Amo a los animales profundamente; los amo tanto que incluso me siento capaz de amar a los bípedos implumes. Los amo y los respeto y creo que nadie tiene derecho a monopolizar dicho amor y ensañarse con los que creen que no practican la doble moral de colocar a todos los seres de la creación a la misma altura del hombre, porque no es lo mismo un pollo que un asno o una liebre. El antitaurinismo clásico, por ejemplo el de Jovellanos o Eugenio Noel, tenía una raíz humanista; el de la secta contemporánea, tiene un aliento animal; el animal en el centro de todas las cosas hasta llegar al absurdo mismo de no comprender nada. El animalista actual es producto de la cultura urbanita y del desapego con el mundo rural. Confunde la sensibilidad con la sensiblería y lejos de intentar comprender lo que no entiende o no entra en su casilla del saber, recurre a la educación para decirnos a la cara (muchas veces insultando) que nosotros somos asesinos y que nuestra pasión taurina es producto de una educación tenebrosa heredera de Puerto Hurraco en el mejor de los casos.

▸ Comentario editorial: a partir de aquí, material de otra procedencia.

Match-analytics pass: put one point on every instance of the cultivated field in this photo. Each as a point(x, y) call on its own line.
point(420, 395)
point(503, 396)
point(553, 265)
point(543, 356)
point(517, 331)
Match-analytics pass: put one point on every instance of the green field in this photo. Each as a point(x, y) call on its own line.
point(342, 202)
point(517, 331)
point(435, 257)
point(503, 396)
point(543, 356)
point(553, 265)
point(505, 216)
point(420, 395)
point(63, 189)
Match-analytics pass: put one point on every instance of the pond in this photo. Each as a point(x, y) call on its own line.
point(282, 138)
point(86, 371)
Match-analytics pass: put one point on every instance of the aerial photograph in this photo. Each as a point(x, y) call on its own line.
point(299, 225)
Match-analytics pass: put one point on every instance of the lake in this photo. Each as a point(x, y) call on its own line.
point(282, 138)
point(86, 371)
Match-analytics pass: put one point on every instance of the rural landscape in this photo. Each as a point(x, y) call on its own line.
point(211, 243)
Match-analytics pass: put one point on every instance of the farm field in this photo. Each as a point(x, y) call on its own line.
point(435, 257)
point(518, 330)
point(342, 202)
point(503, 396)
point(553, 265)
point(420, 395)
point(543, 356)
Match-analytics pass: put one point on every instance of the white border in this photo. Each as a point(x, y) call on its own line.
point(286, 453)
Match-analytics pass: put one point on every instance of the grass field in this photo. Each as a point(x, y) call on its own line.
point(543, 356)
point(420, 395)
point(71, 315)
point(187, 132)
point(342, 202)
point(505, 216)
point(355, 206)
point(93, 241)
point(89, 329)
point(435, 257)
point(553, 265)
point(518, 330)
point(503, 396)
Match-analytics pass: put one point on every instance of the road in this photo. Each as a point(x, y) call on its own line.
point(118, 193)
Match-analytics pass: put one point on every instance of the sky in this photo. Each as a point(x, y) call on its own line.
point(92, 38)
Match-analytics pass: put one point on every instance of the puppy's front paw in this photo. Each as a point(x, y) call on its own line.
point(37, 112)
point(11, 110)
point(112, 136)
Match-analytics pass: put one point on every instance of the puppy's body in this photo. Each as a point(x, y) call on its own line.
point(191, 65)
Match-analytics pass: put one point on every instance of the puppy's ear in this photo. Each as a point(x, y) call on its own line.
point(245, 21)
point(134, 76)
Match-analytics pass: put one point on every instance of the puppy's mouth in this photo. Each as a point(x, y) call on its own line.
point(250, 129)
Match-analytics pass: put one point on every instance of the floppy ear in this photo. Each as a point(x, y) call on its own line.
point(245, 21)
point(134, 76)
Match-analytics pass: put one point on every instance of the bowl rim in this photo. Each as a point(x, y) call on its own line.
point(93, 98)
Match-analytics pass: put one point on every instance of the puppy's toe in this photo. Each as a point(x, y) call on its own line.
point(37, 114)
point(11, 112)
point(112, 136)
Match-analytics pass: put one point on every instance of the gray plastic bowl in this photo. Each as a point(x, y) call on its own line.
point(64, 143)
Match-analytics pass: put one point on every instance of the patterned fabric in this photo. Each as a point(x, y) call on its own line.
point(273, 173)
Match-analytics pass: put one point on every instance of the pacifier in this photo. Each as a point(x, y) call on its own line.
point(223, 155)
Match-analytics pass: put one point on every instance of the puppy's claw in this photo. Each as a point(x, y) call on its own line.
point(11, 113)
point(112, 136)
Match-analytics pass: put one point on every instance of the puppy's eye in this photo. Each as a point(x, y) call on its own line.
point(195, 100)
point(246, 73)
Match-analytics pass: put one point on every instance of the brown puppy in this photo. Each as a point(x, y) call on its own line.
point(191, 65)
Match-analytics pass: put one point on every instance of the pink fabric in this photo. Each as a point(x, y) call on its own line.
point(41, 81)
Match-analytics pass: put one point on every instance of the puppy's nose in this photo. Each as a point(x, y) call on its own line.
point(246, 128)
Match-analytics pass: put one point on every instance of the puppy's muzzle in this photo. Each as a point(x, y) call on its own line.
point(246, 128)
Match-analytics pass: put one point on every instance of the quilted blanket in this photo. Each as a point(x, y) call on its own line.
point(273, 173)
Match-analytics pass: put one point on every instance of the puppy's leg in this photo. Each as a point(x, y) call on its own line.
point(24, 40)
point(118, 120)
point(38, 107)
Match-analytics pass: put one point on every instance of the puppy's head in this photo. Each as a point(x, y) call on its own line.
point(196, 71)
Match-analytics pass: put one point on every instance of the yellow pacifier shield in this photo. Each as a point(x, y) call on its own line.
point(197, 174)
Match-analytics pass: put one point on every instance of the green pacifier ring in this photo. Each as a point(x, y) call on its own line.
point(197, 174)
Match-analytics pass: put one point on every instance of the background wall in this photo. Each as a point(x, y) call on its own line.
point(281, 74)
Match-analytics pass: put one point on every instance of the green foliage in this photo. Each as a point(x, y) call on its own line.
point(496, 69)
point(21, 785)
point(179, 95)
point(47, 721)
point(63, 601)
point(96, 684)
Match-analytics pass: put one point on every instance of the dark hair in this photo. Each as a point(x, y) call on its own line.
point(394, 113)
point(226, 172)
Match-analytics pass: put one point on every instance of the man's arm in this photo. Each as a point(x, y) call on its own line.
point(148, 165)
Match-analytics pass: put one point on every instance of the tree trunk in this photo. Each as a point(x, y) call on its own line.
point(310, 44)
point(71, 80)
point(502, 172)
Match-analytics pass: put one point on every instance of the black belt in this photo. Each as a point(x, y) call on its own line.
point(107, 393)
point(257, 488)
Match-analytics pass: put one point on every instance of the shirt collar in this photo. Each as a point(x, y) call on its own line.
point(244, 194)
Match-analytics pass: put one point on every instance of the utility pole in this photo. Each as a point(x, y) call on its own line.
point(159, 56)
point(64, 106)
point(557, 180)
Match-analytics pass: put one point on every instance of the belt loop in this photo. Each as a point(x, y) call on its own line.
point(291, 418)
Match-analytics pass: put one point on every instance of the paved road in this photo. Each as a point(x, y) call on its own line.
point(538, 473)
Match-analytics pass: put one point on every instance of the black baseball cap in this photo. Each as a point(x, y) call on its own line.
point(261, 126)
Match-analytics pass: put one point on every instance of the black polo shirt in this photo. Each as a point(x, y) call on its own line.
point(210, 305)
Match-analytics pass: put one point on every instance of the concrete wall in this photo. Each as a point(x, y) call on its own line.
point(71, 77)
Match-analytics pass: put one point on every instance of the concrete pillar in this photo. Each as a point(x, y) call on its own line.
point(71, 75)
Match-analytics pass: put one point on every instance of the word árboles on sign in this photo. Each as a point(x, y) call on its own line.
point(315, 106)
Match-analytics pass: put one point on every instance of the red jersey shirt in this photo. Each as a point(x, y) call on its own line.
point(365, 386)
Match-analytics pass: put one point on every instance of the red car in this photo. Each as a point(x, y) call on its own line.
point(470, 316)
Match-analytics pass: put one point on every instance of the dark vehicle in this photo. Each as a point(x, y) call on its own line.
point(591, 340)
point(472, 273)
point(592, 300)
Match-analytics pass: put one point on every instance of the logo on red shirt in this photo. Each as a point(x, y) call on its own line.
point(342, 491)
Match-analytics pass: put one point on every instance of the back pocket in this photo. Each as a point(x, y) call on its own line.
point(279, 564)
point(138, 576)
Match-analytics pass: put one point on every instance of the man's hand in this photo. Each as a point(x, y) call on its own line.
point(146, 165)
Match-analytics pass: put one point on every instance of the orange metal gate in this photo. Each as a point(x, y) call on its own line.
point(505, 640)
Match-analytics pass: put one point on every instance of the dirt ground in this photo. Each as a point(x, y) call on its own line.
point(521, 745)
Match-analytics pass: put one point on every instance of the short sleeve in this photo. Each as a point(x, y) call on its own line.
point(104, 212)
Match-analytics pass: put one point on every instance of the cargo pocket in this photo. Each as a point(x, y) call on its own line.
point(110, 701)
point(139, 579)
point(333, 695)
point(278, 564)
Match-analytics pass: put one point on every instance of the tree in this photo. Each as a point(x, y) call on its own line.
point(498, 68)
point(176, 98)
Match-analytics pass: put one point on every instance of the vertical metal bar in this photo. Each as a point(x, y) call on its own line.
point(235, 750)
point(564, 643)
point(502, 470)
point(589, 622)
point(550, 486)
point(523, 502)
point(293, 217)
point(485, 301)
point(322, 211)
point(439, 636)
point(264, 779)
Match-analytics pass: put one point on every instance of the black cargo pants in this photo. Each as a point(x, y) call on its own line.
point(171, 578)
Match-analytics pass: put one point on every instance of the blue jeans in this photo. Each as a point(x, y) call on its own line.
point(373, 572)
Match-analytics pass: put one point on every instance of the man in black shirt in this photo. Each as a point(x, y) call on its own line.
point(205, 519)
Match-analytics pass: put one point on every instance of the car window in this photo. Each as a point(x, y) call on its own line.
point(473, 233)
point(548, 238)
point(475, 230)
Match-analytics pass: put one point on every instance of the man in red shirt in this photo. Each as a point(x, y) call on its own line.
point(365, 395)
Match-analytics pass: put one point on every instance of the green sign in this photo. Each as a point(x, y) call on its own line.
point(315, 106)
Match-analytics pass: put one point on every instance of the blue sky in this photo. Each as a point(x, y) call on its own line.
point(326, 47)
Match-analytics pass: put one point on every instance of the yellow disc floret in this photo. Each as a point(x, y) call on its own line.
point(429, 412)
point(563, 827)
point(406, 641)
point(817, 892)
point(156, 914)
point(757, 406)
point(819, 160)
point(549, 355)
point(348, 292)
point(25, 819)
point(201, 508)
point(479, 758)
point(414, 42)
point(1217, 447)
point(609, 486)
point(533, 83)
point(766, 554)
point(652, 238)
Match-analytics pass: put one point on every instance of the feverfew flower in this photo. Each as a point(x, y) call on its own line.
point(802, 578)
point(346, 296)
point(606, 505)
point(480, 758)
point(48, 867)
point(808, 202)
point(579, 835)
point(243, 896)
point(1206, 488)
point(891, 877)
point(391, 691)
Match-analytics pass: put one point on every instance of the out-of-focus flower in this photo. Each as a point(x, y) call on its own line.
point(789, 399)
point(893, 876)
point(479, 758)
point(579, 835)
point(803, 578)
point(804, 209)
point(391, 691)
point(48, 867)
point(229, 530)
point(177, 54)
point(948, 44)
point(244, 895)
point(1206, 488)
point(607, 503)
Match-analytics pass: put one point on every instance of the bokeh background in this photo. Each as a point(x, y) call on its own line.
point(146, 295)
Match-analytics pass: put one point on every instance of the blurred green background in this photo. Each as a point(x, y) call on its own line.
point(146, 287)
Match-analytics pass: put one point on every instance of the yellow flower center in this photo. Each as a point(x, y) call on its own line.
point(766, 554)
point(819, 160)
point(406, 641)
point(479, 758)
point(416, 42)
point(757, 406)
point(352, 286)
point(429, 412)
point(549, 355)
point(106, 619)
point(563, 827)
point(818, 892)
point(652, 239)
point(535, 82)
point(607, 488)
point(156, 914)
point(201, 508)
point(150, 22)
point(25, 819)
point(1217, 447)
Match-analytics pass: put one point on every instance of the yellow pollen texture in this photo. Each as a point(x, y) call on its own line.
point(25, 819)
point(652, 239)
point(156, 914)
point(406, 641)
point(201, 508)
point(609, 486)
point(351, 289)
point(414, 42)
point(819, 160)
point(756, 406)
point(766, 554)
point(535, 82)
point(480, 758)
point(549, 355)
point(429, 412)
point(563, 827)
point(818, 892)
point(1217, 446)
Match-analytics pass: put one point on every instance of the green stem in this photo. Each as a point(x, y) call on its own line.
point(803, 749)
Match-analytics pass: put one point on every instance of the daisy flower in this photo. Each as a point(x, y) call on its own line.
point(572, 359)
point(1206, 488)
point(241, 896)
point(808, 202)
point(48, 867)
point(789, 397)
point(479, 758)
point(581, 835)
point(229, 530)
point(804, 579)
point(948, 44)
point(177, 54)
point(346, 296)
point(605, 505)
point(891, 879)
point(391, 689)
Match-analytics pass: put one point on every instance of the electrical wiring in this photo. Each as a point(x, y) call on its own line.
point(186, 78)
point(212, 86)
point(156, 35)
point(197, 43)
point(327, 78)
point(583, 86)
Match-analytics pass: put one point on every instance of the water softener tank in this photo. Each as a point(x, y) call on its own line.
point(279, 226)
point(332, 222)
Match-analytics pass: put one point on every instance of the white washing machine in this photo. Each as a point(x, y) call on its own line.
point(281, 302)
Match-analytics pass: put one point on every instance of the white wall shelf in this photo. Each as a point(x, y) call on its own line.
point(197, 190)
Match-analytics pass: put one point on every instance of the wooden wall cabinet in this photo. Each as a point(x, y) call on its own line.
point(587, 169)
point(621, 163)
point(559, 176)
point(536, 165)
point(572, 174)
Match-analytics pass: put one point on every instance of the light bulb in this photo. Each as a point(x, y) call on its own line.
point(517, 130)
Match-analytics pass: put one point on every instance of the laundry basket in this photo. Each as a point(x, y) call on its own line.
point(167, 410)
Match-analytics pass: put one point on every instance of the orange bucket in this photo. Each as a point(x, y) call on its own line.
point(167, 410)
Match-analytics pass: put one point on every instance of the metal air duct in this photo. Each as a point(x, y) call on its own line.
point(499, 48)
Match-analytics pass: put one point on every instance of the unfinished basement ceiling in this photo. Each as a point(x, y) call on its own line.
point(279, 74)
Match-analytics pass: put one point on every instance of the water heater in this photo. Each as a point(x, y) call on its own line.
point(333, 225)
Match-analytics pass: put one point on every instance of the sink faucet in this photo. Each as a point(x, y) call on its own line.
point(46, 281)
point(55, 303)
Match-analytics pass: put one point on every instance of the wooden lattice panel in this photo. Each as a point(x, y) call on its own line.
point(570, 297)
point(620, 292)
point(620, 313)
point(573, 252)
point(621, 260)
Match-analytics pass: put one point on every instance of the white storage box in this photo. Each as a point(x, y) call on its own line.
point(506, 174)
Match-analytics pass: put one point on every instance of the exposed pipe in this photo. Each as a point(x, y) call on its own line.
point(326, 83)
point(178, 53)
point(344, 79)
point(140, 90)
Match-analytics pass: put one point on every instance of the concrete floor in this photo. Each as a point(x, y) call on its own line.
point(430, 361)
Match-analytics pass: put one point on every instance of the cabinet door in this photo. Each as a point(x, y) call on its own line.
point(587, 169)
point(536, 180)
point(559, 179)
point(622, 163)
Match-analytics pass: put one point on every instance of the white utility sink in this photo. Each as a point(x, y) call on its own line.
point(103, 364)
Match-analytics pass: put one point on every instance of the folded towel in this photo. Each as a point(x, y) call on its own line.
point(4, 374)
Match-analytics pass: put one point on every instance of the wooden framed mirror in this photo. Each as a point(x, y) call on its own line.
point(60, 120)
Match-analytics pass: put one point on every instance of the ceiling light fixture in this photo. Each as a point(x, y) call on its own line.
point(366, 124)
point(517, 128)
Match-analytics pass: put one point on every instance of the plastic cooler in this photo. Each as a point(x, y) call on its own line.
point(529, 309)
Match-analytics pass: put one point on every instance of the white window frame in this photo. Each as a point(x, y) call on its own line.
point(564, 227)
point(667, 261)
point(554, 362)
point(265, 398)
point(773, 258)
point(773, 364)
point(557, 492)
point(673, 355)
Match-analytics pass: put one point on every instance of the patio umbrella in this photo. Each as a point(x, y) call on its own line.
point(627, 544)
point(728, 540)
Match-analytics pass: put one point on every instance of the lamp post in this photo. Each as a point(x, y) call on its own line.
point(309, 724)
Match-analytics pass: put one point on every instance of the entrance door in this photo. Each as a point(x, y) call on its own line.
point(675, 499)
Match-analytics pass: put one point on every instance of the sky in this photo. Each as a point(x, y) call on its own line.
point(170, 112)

Pues no, no necesitamos que se elabore una ILP tan larga y obtusa que parece la constitución de Corea del Norte para prohibir a mis hijos, por ejemplo, que vayan a las vaquillas de San Mateo o que se apunten al Aula de Cultura Taurina de Diego Urdiales. Calamaro habló del Reich Animalista y lo clavó. Andrés, como yo y tantos otros, somos seres sin sentimientos ni educación, seres corrompidos por la sangre de los toros, cráneos vacíos que no recurren a falsos dictámenes de la ONU ni a recomendaciones del lobby animalista que trata de cercenar algo tan bello como es la libertad. Pero encima de todo esto, la ILP es una chapuza, un galimatías legal insostenible. Los locos éramos nosotros, los taurinos, esa gente burda y asocial que asiste a las corridas y quema los contenedores de las calles cuando Morante ha tenido una mala tarde. Me río: ¡ja!